À l’inverse, ceux de l’establishment de la sécurité nationale qui soutiennent passionnément la guerre sont en mesure de contrecarrer les dirigeants politiques qui veulent un retrait.
Sous Barack Obama et Donald Trump, les efforts présidentiels pour se désengager de l’Afghanistan et du Moyen-Orient dans son ensemble se sont heurtés à la résistance d’une élite de la politique étrangère qui considère tout retrait comme une défaite humiliante.
Trump a tenté de résoudre cette contradiction entre son désir de retirer des troupes et l’engagement de l’élite de la politique étrangère dans la guerre en Afghanistan, en assouplissant les règles de la guerre. L’administration Trump pensait qu’en libérant les agences militaires et de renseignement, elle pourrait maîtriser les talibans – préparant ainsi la voie à un retrait des troupes.
Une priorité spéciale a été accordée aux opérations secrètes dirigées par la CIA utilisant des paramilitaires afghans, avec la conviction que cela conduirait à une guerre plus durable qui n’exigerait pas que les soldats américains participent aux combats.
Un rapport dans The Intercept, rédigé par le journaliste Andrew Quilty, documente les terribles conséquences de cette politique: les unités paramilitaires afghanes, connues sous les noms de 01 et 02, ont agi comme des escadrons de la mort, lançant des raids contre des civils qui se sont transformés en massacres. Beaucoup de ces raids ont attaqué des écoles religieuses, les fameuses madrassas, entraînant la mort d’enfants dès l’âge de 8 ans.
Selon Quilty, «les résidents de quatre districts de Wardak — Nerkh, Chak, Sayedabad et Daymirdad — ont parlé d’une série de massacres, d’exécutions, de mutilations, de disparitions forcées, d’attaques contre des établissements médicaux et de frappes aériennes visant des structures connues pour abriter des civils.
Les victimes, selon ces habitants, étaient rarement des talibans. Pourtant, l’unité afghane et ses maîtres américains n’ont jamais été tenus pour responsables publiquement ni par les gouvernements afghans ni par les gouvernements américains.

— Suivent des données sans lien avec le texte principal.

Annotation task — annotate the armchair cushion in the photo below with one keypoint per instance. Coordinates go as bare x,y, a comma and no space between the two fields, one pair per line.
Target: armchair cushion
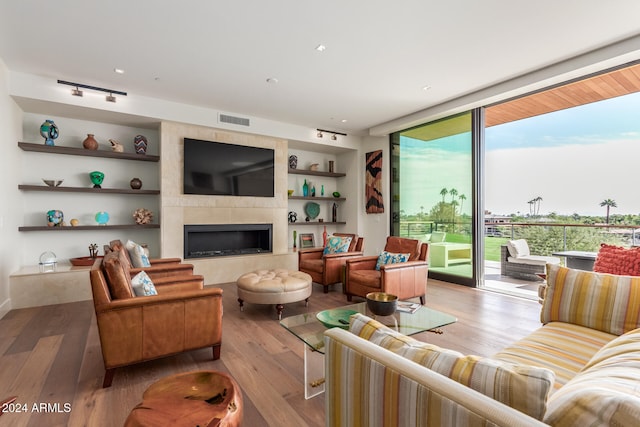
390,258
618,260
137,254
518,248
400,245
142,285
337,244
118,279
522,387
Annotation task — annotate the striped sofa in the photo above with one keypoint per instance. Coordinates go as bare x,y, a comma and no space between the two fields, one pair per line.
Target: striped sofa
581,368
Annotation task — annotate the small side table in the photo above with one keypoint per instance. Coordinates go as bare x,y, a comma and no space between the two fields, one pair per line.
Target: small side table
204,398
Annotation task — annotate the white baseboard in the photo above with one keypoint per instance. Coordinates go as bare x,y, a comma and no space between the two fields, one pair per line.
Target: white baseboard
5,306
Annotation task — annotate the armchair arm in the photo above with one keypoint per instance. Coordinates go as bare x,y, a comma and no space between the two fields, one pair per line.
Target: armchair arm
138,302
362,263
405,279
311,253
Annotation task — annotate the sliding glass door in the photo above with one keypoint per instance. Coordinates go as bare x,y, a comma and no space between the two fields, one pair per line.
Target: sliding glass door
432,188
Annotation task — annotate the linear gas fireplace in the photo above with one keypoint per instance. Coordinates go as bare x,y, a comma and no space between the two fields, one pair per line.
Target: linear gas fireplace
213,240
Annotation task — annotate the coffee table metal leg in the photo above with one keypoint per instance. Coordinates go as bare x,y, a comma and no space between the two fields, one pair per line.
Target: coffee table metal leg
313,372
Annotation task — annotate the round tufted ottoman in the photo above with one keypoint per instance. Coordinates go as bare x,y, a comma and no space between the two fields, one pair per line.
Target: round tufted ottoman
277,287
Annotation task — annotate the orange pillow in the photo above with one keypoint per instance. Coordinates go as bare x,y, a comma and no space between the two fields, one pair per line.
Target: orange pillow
618,260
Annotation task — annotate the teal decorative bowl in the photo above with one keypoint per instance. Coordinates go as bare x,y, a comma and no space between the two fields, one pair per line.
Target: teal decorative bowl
312,209
335,318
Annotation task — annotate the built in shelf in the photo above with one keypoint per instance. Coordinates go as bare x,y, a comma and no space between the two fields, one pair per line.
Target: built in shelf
316,198
316,173
317,223
88,227
86,190
73,151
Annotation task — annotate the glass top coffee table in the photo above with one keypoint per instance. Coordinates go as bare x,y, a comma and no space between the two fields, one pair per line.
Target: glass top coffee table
311,332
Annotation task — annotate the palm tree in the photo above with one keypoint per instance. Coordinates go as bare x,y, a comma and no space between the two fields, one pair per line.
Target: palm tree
453,192
609,204
443,193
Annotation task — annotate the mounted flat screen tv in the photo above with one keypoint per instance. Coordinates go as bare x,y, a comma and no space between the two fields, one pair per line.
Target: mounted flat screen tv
219,169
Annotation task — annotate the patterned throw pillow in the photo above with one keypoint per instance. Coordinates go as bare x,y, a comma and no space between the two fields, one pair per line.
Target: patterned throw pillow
600,301
142,285
390,258
618,260
138,254
337,245
523,387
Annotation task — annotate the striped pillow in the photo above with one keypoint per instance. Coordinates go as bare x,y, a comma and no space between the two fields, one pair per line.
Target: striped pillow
595,300
605,392
522,387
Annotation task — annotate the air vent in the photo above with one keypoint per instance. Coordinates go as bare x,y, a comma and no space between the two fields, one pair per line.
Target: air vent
224,118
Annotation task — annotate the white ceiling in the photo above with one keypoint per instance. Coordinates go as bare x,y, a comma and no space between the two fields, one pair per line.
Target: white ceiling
379,53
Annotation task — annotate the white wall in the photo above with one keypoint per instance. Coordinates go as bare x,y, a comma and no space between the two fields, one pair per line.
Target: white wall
10,129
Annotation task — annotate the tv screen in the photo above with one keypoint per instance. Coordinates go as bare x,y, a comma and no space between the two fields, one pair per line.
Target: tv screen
220,169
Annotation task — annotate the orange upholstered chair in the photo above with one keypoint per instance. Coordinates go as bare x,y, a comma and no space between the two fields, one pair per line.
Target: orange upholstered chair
327,269
404,279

Ces raids impliquent tous des paramilitaires afghans qui échappent au contrôle du gouvernement afghan et qui travaillent en collaboration avec des gestionnaires américains qui fournissent une aide et une direction de haute technologie, rapporte Quilty.

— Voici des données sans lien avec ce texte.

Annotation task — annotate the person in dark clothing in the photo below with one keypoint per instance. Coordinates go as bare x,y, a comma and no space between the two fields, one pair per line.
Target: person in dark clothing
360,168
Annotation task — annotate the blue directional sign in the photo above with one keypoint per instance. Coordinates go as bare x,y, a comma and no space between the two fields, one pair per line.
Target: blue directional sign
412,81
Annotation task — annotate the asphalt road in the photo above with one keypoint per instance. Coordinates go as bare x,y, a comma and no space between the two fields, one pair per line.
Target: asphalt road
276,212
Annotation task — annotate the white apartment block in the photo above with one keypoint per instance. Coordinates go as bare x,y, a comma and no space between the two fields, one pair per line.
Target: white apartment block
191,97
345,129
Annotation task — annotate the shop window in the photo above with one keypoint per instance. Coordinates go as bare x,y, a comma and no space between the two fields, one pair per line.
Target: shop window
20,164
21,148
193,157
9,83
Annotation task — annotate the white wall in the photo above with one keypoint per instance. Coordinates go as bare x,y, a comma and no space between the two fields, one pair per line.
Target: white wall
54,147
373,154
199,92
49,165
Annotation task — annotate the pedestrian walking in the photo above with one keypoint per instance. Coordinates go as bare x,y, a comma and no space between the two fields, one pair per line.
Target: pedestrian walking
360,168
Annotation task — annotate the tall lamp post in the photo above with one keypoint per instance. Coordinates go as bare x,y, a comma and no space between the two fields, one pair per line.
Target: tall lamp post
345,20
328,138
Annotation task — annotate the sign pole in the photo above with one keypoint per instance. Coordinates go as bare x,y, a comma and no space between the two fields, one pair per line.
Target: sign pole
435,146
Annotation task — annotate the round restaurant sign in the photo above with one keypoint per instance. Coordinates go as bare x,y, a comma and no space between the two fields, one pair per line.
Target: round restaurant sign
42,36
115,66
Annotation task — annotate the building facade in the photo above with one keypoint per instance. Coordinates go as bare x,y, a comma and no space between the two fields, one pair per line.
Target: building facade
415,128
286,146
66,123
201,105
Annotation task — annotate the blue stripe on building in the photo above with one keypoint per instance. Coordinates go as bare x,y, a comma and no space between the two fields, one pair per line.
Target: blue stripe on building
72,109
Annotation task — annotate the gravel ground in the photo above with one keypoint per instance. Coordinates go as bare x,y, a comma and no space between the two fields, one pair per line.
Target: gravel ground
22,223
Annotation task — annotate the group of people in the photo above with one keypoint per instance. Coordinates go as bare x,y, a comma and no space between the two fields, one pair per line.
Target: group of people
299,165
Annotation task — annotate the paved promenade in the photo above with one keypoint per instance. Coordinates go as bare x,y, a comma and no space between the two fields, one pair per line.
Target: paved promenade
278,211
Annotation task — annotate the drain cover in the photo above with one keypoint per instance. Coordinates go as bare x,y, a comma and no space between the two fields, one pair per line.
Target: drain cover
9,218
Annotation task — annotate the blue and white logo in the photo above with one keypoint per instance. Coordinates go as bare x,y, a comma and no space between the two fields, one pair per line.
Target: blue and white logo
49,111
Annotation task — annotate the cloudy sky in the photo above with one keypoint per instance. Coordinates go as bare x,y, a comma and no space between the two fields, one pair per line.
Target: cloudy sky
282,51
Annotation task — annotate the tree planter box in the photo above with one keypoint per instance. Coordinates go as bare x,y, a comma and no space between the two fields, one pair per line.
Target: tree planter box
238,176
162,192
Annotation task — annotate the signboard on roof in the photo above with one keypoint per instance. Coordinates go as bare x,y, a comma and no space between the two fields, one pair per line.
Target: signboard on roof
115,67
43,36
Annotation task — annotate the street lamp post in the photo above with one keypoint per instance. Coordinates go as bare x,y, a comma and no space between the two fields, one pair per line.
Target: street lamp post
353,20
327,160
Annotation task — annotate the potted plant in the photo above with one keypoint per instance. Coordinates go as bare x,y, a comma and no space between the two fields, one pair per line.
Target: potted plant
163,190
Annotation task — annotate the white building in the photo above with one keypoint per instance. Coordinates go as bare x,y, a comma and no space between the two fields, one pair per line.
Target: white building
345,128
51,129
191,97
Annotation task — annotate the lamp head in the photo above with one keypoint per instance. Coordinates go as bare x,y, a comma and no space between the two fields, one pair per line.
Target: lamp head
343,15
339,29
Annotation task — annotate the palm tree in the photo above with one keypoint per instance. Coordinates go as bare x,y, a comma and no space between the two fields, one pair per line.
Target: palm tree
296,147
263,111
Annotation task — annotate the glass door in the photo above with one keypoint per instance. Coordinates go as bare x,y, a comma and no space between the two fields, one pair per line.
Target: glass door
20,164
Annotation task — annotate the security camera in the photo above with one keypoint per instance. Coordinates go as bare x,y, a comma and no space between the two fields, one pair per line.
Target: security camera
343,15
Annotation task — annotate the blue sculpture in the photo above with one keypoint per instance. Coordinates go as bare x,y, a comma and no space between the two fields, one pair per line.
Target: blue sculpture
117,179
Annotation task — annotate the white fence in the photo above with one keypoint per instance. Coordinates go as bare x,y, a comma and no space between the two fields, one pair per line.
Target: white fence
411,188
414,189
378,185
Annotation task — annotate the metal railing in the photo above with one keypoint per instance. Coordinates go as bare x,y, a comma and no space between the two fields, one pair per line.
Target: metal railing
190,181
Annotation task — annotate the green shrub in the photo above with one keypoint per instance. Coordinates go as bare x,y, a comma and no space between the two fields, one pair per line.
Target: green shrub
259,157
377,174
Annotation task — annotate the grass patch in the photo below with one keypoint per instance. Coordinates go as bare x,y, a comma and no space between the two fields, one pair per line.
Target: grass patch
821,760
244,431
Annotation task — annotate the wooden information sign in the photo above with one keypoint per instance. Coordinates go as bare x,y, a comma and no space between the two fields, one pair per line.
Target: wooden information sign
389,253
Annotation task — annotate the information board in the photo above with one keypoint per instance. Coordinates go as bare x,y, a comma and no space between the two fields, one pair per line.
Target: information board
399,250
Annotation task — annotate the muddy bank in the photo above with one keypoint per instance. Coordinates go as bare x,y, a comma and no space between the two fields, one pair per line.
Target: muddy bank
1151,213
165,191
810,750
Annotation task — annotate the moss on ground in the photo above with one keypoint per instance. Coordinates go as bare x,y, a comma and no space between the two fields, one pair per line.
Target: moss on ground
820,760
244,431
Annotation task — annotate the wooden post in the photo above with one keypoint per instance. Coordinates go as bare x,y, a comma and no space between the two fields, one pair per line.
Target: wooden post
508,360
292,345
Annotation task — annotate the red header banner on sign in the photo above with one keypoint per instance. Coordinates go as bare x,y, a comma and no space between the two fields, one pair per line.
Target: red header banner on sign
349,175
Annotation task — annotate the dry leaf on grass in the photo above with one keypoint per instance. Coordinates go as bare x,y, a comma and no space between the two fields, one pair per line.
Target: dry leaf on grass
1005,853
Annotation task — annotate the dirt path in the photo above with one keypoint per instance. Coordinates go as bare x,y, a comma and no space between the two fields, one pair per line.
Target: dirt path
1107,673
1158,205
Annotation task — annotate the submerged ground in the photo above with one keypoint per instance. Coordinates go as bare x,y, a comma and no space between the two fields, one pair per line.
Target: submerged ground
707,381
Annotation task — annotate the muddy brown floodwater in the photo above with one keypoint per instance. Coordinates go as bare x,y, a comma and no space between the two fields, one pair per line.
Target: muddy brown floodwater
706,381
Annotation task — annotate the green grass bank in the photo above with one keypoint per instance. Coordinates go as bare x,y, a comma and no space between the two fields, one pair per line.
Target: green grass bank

Les conseillers américains de la CIA des unités utilisent des pseudonymes ou des indicatifs d’appel plutôt que des noms. Publier des séances d’information détaillées avant la mission; et accompagner les paramilitaires afghans sur le terrain lors des raids.

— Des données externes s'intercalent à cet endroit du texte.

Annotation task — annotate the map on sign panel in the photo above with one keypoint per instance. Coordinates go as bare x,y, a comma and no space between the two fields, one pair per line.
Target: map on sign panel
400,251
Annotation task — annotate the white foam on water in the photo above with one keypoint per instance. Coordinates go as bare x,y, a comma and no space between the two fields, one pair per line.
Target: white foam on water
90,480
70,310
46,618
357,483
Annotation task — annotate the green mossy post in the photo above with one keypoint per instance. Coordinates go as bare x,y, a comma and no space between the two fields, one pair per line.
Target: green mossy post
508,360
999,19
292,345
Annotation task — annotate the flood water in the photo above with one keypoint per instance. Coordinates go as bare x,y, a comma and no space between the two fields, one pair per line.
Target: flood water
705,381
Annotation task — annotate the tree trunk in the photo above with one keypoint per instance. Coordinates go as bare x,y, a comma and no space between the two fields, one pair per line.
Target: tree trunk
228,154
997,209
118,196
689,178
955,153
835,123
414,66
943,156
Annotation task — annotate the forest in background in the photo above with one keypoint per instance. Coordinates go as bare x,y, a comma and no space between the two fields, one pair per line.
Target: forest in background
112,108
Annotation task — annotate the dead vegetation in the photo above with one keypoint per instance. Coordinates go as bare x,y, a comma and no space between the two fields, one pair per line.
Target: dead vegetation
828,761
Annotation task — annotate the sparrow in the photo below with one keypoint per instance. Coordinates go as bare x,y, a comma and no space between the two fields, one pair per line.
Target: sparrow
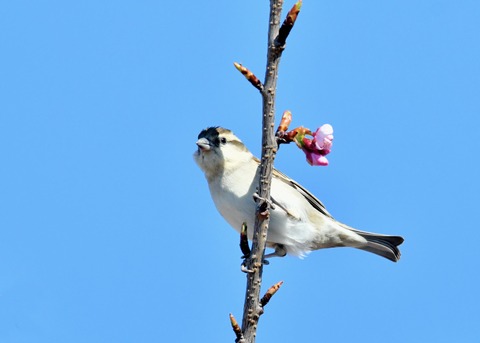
299,222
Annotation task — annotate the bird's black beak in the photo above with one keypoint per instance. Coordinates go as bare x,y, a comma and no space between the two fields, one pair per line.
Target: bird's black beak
204,144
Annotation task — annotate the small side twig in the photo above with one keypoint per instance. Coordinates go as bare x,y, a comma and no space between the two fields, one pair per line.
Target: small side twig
288,24
270,293
249,76
236,328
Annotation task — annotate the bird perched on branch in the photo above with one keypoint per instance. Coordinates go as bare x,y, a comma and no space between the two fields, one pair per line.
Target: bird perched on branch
299,222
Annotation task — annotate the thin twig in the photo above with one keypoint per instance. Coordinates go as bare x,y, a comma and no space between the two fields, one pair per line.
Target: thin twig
270,293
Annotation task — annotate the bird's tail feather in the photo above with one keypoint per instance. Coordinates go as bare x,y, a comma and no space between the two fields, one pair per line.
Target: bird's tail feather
382,245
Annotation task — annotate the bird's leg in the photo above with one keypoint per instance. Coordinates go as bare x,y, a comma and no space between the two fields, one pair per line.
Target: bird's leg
280,251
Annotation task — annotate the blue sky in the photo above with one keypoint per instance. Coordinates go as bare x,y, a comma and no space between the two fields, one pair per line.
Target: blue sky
107,230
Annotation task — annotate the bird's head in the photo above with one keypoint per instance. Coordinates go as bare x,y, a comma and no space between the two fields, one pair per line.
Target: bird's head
219,151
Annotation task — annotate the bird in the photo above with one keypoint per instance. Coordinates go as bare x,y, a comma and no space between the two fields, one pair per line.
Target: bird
299,222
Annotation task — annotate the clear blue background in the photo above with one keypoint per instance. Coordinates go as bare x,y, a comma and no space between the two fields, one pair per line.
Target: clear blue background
107,230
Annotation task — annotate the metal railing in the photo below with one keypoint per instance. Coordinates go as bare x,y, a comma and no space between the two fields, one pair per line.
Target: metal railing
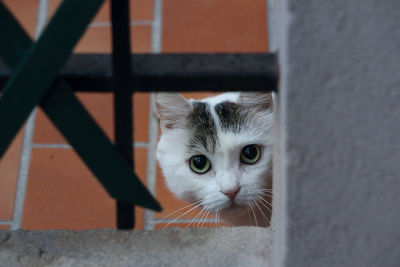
43,73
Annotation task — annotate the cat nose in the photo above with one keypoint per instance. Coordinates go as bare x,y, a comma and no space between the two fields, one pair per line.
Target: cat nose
232,193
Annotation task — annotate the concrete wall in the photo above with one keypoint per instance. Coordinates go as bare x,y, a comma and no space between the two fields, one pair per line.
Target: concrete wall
338,172
238,246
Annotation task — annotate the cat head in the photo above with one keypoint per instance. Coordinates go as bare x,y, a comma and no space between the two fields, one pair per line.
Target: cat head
216,151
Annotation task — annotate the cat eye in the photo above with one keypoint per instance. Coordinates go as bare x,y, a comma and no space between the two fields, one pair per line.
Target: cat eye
250,154
199,164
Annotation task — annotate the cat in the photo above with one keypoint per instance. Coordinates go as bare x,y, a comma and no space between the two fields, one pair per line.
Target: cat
216,153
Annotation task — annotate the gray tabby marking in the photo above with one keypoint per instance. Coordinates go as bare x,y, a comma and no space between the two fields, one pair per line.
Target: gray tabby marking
231,115
203,127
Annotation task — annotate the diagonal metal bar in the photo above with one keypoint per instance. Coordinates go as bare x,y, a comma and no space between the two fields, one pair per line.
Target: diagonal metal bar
28,85
78,127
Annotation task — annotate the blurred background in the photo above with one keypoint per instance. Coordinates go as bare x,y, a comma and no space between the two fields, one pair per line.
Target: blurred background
45,185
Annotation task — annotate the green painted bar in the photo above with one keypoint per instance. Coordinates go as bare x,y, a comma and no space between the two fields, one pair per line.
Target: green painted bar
38,68
95,149
78,127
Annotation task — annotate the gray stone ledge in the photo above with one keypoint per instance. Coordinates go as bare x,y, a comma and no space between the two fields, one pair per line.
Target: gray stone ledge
239,246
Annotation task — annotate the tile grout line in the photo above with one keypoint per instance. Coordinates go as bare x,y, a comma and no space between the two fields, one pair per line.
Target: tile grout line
28,137
156,33
153,123
68,146
132,23
271,24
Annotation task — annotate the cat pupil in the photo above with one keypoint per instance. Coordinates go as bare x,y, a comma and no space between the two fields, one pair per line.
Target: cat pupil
250,152
199,161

Les Afghans et les Américains sont transportés la nuit vers des villages reculés par des hélicoptères américains, et des avions d’assaut américains les survolent pendant qu’ils mènent leurs raids, fournissant une puissance de feu mortelle qui est parfois dirigée vers des cliniques de santé.
Malgré des comptes rendus détaillés des crimes de guerre dirigés par les Américains, le rapport de The Intercept a été accueilli par un quasi-silence de la part des médias américains.
Jake Tapper de CNN a retweeté l’article, mais sinon, il y a peu d’indications que les médias américains se soucient. Comme le note Ryan Grim, le journaliste d’Intercept, «cela fait deux jours que cette histoire a été publiée, et les médias grand public sont restés largement silencieux à ce sujet. Imaginez si les médias traitaient le massacre de My Lai de cette façon. (En fait, la presse grand public s’est arrêtée sur les avertissements du lanceur d’alerte Ron Ridenhour à propos de My Lai pendant un an avant que Seymour Hersh et le délabré Dispatch News Service ne rompent le silence.)
Grim a également suggéré que l’administration Biden pourrait vouloir rendre justice aux auteurs de ces crimes de guerre présumés.
«L’un des partisans les plus fervents d’apporter un bon œil juridique à la guerre a été Avril Haines, qui sera le directeur du renseignement national de Joe Biden», observe Grim.
«Elle aura l’autorité et la capacité de découvrir qui, au sein de la CIA, a participé à ces opérations et de les traduire en justice. »
C’est un espoir désespéré étant donné l’échec de l’administration Obama à lutter contre les crimes de guerre commis par la CIA sous George W. Bush. De plus, Biden lui-même est ambigu sur l’Afghanistan d’une manière qui rappelle Trump lui-même.